Paint & Paper Library sits at the premium end, and for the right project it earns its keep. The headline feature is the Architectural Colours system — colours built in graduated tonal strengths (the Roman numerals, I through V) so you can use the same hue at different intensities across a room. Skirtings darker, walls mid, ceiling palest — all in the same family, all working in harmony. That's the trick that makes a P&PL scheme feel considered rather than cobbled together.
In FiniSpec's library there are 186 P&PL colours, and the strongest families are exactly where the brand shines: greens (34), neutrals (33), whites (31) and greys (24).

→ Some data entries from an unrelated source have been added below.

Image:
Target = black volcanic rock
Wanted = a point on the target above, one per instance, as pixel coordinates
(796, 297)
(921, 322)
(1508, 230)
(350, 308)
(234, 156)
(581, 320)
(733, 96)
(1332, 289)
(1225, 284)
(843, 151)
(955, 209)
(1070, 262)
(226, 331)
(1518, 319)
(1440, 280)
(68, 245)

If you're after a calm, layered, slightly architectural feel, this is fertile ground.
Three to know:
- Slate IV — a proper deep, moody grey-blue that holds its nerve on a feature wall or panelling.
- Lead II — a softer, mid-strength grey that behaves beautifully as a whole-room colour without going cold.
- Paper III — a warm, useable off-white that's a sensible partner to either of the above in a tonal scheme.
The "but is it worth it over Farrow & Ball or Little Greene?" question is fair. Honestly, on raw pigment quality and coverage, P&PL, F&B and Little Greene are all in the same top tier — you're not paying for better paint than those rivals, you're paying for the tonal system and the slightly more restrained, designer-led palette. If that system isn't central to your scheme, you'd get equal quality from Little Greene or Mylands.
Practical advice: don't buy P&PL on reputation alone. Order sample pots, paint A2 boards, and specifically test the tonal steps next to each other — that's the whole point of the brand, and it's where it justifies the premium. If you just want one good colour on four walls, save your money.